A bit more vintage from your JH Living VCOs

JH: "I've never heard better drones than from three EMS VCOs running at almost the same frequency, and beating against each other in an ever changing pattern."

I've owned VCS 3s and Moog Modulars, and the early Moog oscillators, drifting away, outdo the EMS for a musically interesting varying tone. I don't mean out-of-control, but as he implies, something that is pleasing to hear.

If you want "more" of that from your LVCOs, consider installing a switch for the oscillator core capacitor, as the EMS (and even the Moog 901b) utilize vintage Mullard mylar capacitors, not polystyrene/polycarbonate.

C3, 2.7nf, is the polystyrene core capacitor, yes?

How to? This applies:

"Ideally, each Oscillator should have the two capacitors on the pcb joined at the current input end, to keep this sensitive point a short path. Fly a screened twisted pair cable wired to the other end of each capacitor to a panel switch such that it switches the larger capacitor in parallel. Ground the screen from a nearby panel control. "

"I've chosen the same noisy 4-transistor exponential converter that EMS used in the VCS3. I'm not overly scientific about it - I just like the sound of it."

Then why change anything at all about it if it sounds good as it is/was?

Adding the less-accurate cap may increase liking the sound of it- it's up to you.

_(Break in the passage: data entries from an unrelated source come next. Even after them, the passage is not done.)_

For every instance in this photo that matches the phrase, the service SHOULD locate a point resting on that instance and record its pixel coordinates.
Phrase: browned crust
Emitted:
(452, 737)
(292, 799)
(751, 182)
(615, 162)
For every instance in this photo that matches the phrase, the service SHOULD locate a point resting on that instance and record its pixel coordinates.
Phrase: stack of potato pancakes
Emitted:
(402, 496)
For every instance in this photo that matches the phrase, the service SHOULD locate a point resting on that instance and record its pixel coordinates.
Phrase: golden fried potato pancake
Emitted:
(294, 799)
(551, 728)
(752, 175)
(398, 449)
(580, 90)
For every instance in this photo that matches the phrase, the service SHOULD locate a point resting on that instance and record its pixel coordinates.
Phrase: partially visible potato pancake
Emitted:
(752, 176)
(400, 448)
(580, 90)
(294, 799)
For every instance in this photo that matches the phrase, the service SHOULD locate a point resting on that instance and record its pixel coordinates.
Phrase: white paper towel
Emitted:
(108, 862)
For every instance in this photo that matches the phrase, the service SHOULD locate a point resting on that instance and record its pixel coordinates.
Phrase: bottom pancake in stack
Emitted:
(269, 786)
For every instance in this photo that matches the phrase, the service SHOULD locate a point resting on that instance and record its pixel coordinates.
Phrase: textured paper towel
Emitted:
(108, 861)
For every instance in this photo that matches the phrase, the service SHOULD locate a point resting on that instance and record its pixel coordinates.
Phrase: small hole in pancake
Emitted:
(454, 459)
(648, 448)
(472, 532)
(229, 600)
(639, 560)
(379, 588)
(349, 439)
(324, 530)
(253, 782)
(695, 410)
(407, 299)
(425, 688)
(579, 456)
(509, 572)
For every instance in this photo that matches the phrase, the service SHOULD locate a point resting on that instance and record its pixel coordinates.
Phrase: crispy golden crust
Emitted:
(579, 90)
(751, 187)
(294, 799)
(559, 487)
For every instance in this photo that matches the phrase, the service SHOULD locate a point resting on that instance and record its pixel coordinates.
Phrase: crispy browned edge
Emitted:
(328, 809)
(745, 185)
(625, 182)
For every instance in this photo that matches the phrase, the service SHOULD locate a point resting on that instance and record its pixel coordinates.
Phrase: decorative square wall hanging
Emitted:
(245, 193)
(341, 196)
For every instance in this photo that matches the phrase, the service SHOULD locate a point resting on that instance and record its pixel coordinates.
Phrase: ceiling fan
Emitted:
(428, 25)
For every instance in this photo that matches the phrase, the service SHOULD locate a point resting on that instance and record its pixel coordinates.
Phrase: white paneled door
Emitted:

I remember Dean Hinton's original EMS mods page mentioned that its lowly vintage power supply had something to do with the "bad" behaviour of the instrument; you may wish to use a less-than-Kosher power supply to help regain the desirable character...I also note that when I sampled a VCS3 all those years ago, that the tip of each sawtooth waveform had a different overshoot, meaning that each cycle was slightly different. I don't know how that will turn out at audio frequencies but it has to be yet another aspect of Difference from the modern. I don't know how to re-create this, or if it is the same on all EMS oscillators. (I posted this at TGS many years ago; someone took my statement incorrectly, imagining that I meant that I could somehow hear each wavecycle at audio frequencies, and differentiate them...certainly not the case, but you can see the difference in a sample. I'm not sure about the cycle-to-cycle homogeny of the LOs, but it's worth considering.)

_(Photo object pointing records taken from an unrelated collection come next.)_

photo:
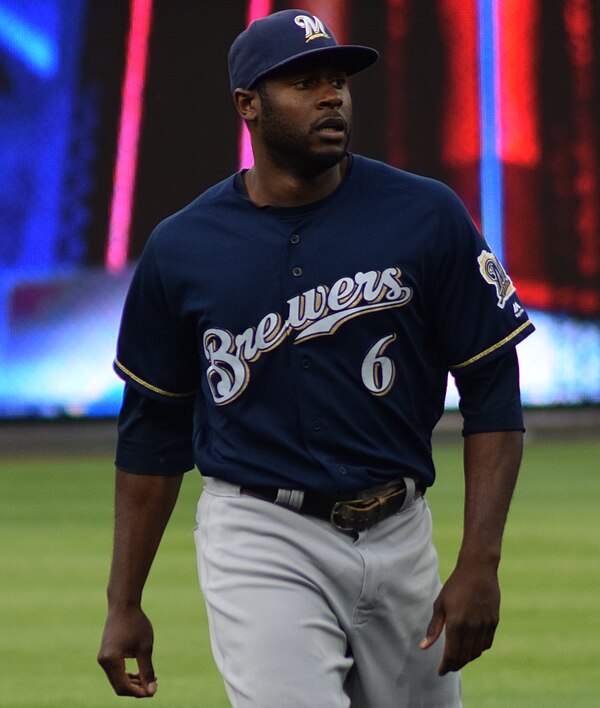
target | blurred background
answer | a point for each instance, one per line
(114, 114)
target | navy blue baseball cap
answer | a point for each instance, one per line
(284, 37)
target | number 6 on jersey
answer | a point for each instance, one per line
(378, 372)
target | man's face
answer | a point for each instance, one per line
(305, 118)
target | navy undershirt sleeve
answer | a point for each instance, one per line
(490, 398)
(154, 437)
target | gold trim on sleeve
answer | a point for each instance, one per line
(150, 387)
(493, 348)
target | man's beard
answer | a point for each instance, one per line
(290, 150)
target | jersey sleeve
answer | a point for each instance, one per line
(154, 438)
(476, 312)
(156, 350)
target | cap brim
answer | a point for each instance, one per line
(352, 57)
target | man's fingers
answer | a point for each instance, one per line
(464, 644)
(123, 684)
(146, 674)
(434, 629)
(458, 648)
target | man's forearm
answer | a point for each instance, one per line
(143, 506)
(469, 603)
(491, 463)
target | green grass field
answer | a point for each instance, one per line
(55, 540)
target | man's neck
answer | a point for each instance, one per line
(269, 186)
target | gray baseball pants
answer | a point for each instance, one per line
(304, 616)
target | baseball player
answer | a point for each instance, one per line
(290, 333)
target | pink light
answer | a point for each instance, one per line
(519, 130)
(461, 132)
(256, 10)
(129, 132)
(579, 24)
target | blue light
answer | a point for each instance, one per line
(491, 164)
(38, 51)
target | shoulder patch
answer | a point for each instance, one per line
(493, 273)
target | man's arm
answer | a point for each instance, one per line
(143, 506)
(468, 604)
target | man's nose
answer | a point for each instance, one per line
(331, 97)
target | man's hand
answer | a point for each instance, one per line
(468, 607)
(128, 634)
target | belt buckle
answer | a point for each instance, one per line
(342, 523)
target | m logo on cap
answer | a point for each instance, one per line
(312, 26)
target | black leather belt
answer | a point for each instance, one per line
(357, 513)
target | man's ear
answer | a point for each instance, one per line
(246, 101)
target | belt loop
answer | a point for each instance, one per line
(291, 498)
(409, 497)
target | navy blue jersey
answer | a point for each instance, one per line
(317, 352)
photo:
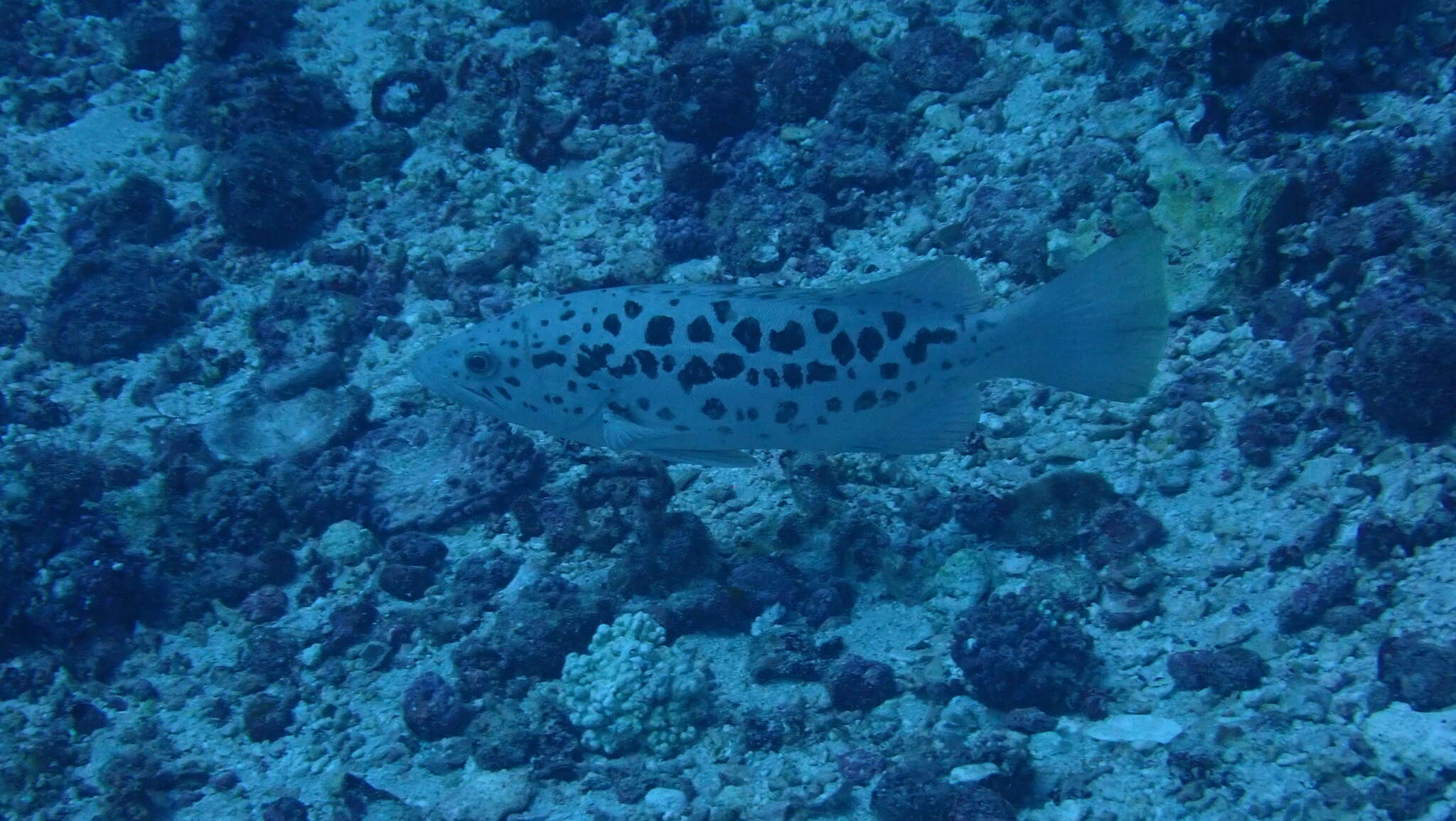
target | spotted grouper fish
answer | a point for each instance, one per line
(705, 373)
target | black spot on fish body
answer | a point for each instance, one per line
(819, 372)
(693, 373)
(727, 366)
(788, 338)
(894, 323)
(842, 347)
(658, 331)
(648, 363)
(700, 331)
(924, 338)
(626, 369)
(749, 333)
(869, 344)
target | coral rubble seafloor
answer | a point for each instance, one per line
(250, 568)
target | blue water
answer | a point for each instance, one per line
(252, 569)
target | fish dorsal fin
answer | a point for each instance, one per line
(928, 427)
(946, 279)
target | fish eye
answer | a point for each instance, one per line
(481, 363)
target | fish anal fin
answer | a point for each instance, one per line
(928, 427)
(708, 458)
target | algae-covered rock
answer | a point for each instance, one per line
(1221, 218)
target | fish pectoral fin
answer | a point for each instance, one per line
(621, 433)
(710, 458)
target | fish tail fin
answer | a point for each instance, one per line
(1098, 329)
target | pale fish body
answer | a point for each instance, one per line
(704, 373)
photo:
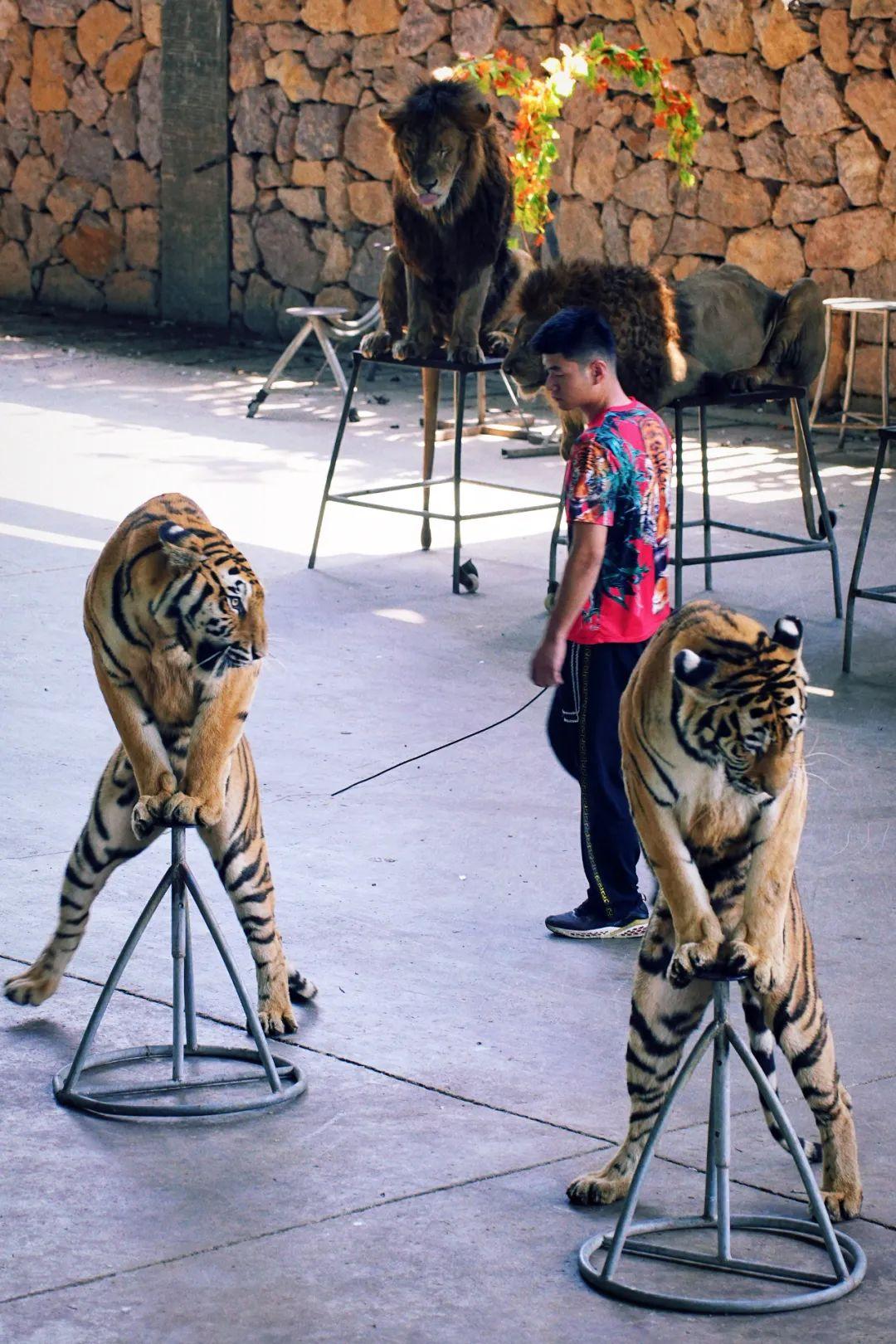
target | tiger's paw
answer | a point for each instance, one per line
(301, 990)
(32, 986)
(149, 813)
(377, 344)
(277, 1019)
(691, 957)
(598, 1188)
(843, 1205)
(188, 811)
(743, 958)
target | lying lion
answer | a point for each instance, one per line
(716, 329)
(450, 275)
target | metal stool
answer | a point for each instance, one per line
(461, 574)
(845, 1255)
(885, 592)
(284, 1079)
(324, 323)
(821, 535)
(856, 308)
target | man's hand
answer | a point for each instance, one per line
(547, 661)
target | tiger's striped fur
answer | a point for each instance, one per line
(176, 622)
(711, 728)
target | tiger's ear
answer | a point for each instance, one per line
(691, 668)
(175, 541)
(392, 117)
(789, 632)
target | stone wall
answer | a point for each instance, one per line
(80, 152)
(796, 168)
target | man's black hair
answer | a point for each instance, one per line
(579, 334)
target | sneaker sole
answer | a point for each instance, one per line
(633, 930)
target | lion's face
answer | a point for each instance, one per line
(522, 362)
(431, 134)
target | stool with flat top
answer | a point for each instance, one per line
(844, 1265)
(462, 576)
(820, 527)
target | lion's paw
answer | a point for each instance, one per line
(32, 986)
(496, 344)
(410, 348)
(843, 1205)
(377, 344)
(691, 957)
(597, 1188)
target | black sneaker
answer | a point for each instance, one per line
(586, 923)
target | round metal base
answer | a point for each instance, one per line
(820, 1288)
(112, 1103)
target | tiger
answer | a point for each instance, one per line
(711, 728)
(175, 617)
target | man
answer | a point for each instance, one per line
(613, 597)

You may want to make sure that it has the same exponential .32V/Octave response (or so) for deep exponential FM.

Also, part of an interesting drone/its overall interesting character may be Oscillator 3. It doesn't, in the several images I've seen online, have 2C746 matched, single-housing trannies, which aid in heat transfer/stability. The 2N5172 pair which appear to be used in its core instead of the 2C, are sometimes (perhaps always) epoxied together without heat-transfer compound. This may produce more drift than the same oscillator with a 2C746 or other matched, single-housing pair.

"Back to the crow, back to the stone age!" -March Violets. Yes, I'm suggesting that on at least one of your LOs, that you install a matched but heat untreated pair. All of your oscillators don't have to sound like a bomber squadron, but one with a bit more drift will increase interest and perhaps get you closer to what sounds good about the original. Consider two-oscillator patches and use the third oscillator for FX. Sometimes, use all three for the different character. The Minimoog is also set up in this manner, however its Oscillator 3 is likely (haven't looked) of equal stability as the first two.

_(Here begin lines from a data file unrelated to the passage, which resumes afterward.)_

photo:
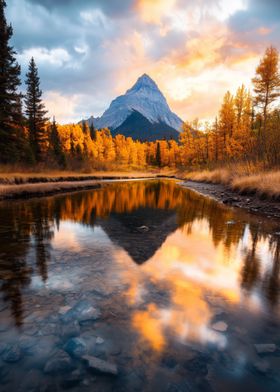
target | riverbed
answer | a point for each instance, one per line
(138, 286)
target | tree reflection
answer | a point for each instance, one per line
(27, 229)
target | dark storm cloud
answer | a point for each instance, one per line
(111, 8)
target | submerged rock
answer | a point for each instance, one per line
(82, 311)
(3, 347)
(261, 366)
(265, 348)
(59, 362)
(220, 326)
(101, 366)
(76, 347)
(12, 353)
(142, 229)
(99, 340)
(70, 330)
(72, 380)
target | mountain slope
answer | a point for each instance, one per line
(140, 128)
(143, 101)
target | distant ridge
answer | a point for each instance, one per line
(141, 113)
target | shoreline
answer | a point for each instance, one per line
(39, 186)
(30, 190)
(232, 198)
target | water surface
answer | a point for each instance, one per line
(184, 290)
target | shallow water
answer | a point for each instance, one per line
(175, 289)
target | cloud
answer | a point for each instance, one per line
(92, 50)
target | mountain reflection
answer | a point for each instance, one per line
(139, 217)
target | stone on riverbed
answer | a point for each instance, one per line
(99, 340)
(82, 311)
(265, 348)
(100, 366)
(261, 366)
(59, 362)
(12, 353)
(72, 380)
(70, 330)
(76, 347)
(220, 326)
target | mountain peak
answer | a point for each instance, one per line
(142, 82)
(145, 98)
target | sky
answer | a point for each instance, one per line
(90, 51)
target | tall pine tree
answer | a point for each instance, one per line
(11, 131)
(56, 145)
(35, 113)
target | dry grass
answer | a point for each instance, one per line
(38, 190)
(218, 176)
(13, 178)
(265, 184)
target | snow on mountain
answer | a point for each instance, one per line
(145, 98)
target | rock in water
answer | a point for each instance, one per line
(265, 348)
(99, 340)
(76, 347)
(59, 362)
(100, 366)
(12, 354)
(220, 326)
(70, 330)
(82, 311)
(142, 229)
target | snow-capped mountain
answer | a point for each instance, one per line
(145, 102)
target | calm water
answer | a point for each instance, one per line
(175, 289)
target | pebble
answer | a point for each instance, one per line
(59, 362)
(12, 353)
(220, 326)
(100, 365)
(261, 366)
(265, 348)
(76, 347)
(99, 340)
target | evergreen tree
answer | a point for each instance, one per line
(92, 131)
(267, 83)
(35, 112)
(158, 155)
(56, 146)
(11, 133)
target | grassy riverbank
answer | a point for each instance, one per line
(264, 184)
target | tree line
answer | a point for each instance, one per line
(247, 127)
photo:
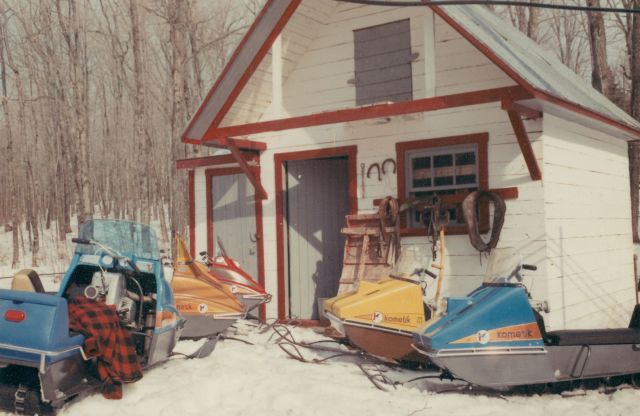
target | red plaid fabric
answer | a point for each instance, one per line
(105, 339)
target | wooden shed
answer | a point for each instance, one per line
(319, 91)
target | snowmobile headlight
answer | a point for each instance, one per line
(13, 315)
(106, 261)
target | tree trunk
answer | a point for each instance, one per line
(634, 179)
(635, 63)
(601, 75)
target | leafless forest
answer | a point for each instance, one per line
(95, 94)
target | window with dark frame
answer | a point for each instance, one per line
(449, 168)
(441, 171)
(383, 63)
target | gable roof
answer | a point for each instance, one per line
(538, 68)
(538, 71)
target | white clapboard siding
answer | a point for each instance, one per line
(524, 225)
(587, 221)
(200, 188)
(318, 61)
(574, 224)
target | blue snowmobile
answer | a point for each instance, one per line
(42, 364)
(494, 338)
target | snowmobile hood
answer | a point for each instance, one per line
(491, 316)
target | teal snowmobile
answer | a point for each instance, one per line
(43, 364)
(494, 338)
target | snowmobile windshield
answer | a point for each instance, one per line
(502, 266)
(130, 239)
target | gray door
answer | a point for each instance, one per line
(316, 201)
(234, 219)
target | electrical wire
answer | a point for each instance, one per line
(566, 7)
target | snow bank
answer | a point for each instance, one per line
(260, 379)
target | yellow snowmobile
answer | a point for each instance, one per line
(380, 317)
(208, 305)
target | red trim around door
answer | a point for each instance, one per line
(192, 213)
(351, 153)
(209, 174)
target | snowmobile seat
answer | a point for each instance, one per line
(595, 336)
(635, 318)
(630, 335)
(27, 280)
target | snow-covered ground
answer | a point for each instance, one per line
(260, 379)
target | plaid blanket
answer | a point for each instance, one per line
(106, 340)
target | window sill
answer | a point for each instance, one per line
(422, 232)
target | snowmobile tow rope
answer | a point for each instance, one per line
(372, 366)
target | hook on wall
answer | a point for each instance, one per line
(389, 160)
(377, 166)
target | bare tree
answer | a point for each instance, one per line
(601, 74)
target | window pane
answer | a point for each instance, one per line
(467, 158)
(421, 172)
(422, 163)
(466, 180)
(440, 161)
(441, 171)
(443, 181)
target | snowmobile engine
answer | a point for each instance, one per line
(113, 289)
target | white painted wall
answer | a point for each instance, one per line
(588, 227)
(524, 224)
(320, 80)
(574, 225)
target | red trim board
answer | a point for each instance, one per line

You can also put the Tempco resistor on a switch, DPDT, to select between it and a resistor of the same measured value but standard carbon comp or metal film. See the above link and considerations per switching core capacitors.

But of course, just ignore me; no one actually likes those old instruments or why they sound and act the way they do.

And to those who leap to fear any time I discuss the facts as I am learning them, get a life. Just get a life.